I've actually reported some of those "subscriber only" sites to Google, but not surprised that nothing much happened - since I suspect Google gets $$$ from them, and the unwritten guidelines is don't deceive users unless you pay us $$$ :).

As Google's user, I very rarely want to get search results for content that I can't access. If they want that feature, at least I should be allowed to opt in/out much like their "safesearch".

So much for Google's don't be evil eh?

You should try search.yahoo.com and search.live.com once in a while to see if they are better. So far they are about as good as Google. If Google becomes worse I have no qualms about switching.

Re:Google guidelines (1)

tepples (727027) | more than 5 years ago | (#25745311)

As Google's user, I very rarely want to get search results for content that I can't access.

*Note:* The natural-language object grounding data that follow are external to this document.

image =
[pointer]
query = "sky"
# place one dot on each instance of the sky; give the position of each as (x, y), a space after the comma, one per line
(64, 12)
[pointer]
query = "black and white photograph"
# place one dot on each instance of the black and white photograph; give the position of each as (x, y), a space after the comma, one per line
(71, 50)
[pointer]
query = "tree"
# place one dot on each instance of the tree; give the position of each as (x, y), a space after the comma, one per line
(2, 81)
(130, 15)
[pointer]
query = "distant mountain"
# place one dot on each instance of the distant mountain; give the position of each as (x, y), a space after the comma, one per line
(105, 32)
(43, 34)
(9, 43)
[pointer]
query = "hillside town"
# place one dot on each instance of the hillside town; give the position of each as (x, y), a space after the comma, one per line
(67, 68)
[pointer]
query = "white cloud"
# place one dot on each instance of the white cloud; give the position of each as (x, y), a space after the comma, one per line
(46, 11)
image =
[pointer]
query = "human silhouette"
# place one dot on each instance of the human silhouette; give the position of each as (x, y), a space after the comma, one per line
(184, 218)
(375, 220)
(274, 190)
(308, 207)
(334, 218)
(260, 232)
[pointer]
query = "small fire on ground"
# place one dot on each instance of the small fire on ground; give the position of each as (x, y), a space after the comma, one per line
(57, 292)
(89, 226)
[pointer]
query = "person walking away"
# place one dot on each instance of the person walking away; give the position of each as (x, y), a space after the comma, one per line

If you are still in university, you can access it: e-mail the URL to yourself and access it from a desktop computer inside the university library. I guess Google assumes that anybody who searches for what it thinks are scholarly topics is still in school and therefore has access to the school's subscription to JSTOR, Wiley, Elsevier, SpringerLink, and other closed-access scholarly journal sites that I see spamming the listings. But for those who have left school after finishing a degree, tough droppings. I've already asked Google a couple times for a flag that I could add to a query to block search results with the nocache flag, but nobody has replied.

Re:Google guidelines (1)

TheLink (130905) | more than 5 years ago | (#25746313)

1) I'm not in university
2) Which universities are allowed access? I'll find it interesting and amazing if somehow all universities worldwide have access.

As it is, such results are useless and a big waste of time to me.

Re:Google guidelines (1)

tepples (727027) | more than 5 years ago | (#25746645)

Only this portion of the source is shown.